Blair over the corn flakes
The Times tells us that at today’s ‘prayer breakfast’ in Washington Tony Blair said how d’you do to Obama and ‘spoke passionately of his own religious faith.’ Well I suppose people who go to something called a ‘prayer breakfast’ have to be prepared for that kind of thing, but really, can you think of anything more emetic first thing in the morning? Lolling about among the Froot Loops and pop tarts listening to Tony Blair speak passionately about his religious ‘faith’? Because I can’t. My idea of the right thing to do first thing in the morning is to drink coffee while scowling quietly and staring into space. I suppose one could get up early and get one’s coffee drinking and quiet scowling out of the way first – but even then, my idea of the right thing to do at that hour is to drink more coffee while reading in peace, it is decidedly not to go somewhere and see a lot of people and listen to a sentimental and credulous ex-prime minister talk nauseating eyewash about his ‘faith.’ Especially not if he does it with passion, godalmighty fetch me the sick bag.
Mr Blair…delivered an impassioned address to an audience of political and religious leaders, telling them of his “first spiritual awakening” when his father almost died when he was still a child…”‘I’m afraid my father doesn’t believe in God,’ I said. ‘That doesn’t matter,’ my teacher replied ‘God believes in him. He loves him without demanding or needing love in return.’ That is what inspires: the unconditional nature of God’s love. A promise perpetually kept. A covenant never broken. And in surrendering to God, we become instruments of that love.”
Oh, please. Of course ‘God’s love’ is ‘unconditional’; that’s because ‘God’ is imaginary so it is whatever anyone says it is because there is nothing to stop it being that because there is no real god to check such claims against.

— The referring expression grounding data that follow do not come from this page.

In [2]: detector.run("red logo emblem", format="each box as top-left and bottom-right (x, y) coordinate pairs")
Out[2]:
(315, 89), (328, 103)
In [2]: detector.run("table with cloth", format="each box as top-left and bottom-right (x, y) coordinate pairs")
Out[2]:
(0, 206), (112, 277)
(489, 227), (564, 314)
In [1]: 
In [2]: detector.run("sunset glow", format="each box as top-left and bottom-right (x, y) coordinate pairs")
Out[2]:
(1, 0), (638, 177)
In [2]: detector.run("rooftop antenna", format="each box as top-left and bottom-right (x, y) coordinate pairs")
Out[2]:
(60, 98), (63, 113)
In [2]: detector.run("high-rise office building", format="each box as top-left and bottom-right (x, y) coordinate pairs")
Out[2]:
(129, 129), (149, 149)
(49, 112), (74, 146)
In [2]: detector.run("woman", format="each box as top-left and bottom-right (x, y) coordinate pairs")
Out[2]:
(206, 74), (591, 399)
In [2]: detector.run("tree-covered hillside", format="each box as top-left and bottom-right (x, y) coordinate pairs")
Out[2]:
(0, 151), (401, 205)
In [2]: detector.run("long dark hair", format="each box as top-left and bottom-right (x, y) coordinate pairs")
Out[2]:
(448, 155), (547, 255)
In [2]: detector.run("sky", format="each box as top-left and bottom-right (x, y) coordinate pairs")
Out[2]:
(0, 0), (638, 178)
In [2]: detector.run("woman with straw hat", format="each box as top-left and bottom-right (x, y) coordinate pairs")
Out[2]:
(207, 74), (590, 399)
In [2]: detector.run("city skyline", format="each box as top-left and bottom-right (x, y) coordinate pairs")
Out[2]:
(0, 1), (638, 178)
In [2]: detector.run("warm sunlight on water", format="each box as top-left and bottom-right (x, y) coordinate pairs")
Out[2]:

Blair’s teacher could just as well have replied ‘God believes in him and God hates him without demanding or needing hate in return.’ Or he could have said ‘God is a lobster and pickle sandwich.’ People say things about ‘God’; that doesn’t mean they’re true, and it’s a pretty ridiculous reason to get inspired – or at least it’s a ridiculous reason to stay inspired, and it’s a triply ridiculous reason to tell a bunch of adult politicians on the far side of the Atlantic about it, 45 years later. I can see how it would be very moving at the time, to a boy of 10, even if he didn’t believe it, because it was a compassionate and kind thing for his teacher to say. But then he should talk about his teacher, not about God. And at his age with his knowledge of the world he really shouldn’t talk crap about the unconditional nature of God’s love and a promise perpetually kept and a covenant never broken, because if God loves us all in that way then God has a funny way of showing it. Just ask some people in eastern Congo, or Zimbabwe, or Burma, or Darfur, or Gaza.
But even though he did not want to confuse “the realms of political and religious authority”, he now thought that faith, not secularism, held the key to inter-communal understanding. “Restoring religious faith to its rightful place as a guide to our world and its future is of the essence,” he said.
Back off, cowboy.
That’s so impertinent. So presumptuous. So backward. ‘Religious faith’ has no rightful place as a guide to our world because faith is the wrong way to think about the world. If you use ‘religious faith’ as a guide to our world then you set yourself up to get the world wrong, and how is that helpful? How is it of the essence? Why is it not rather of the essence to look at the world and see it as it really is, and then try hard to figure out how best to act in such a world?
Blair of course is the wrong fella to ask.
I hope you realize that you are not very convincing on the fictionality of God when you claim that ‘God is a lobster and pickle sandwich’ is equally likely to any other Theological utterance. How likely do you think it is that the fundamental laws of physics would give rise to a world containing thinking beings by happenstance?
But I didn’t say that “‘God is a lobster and pickle sandwich’ is equally likely to any other Theological utterance.” (Why capitalize ‘theological’ by the way? Is the very word sacred?) I mocked Blair’s arbitrary assertions by offering some equally arbitrary assertions. How likely do you think it is that the fundamental laws of physics would give rise to a god who loves unconditionally and never breaks its promises?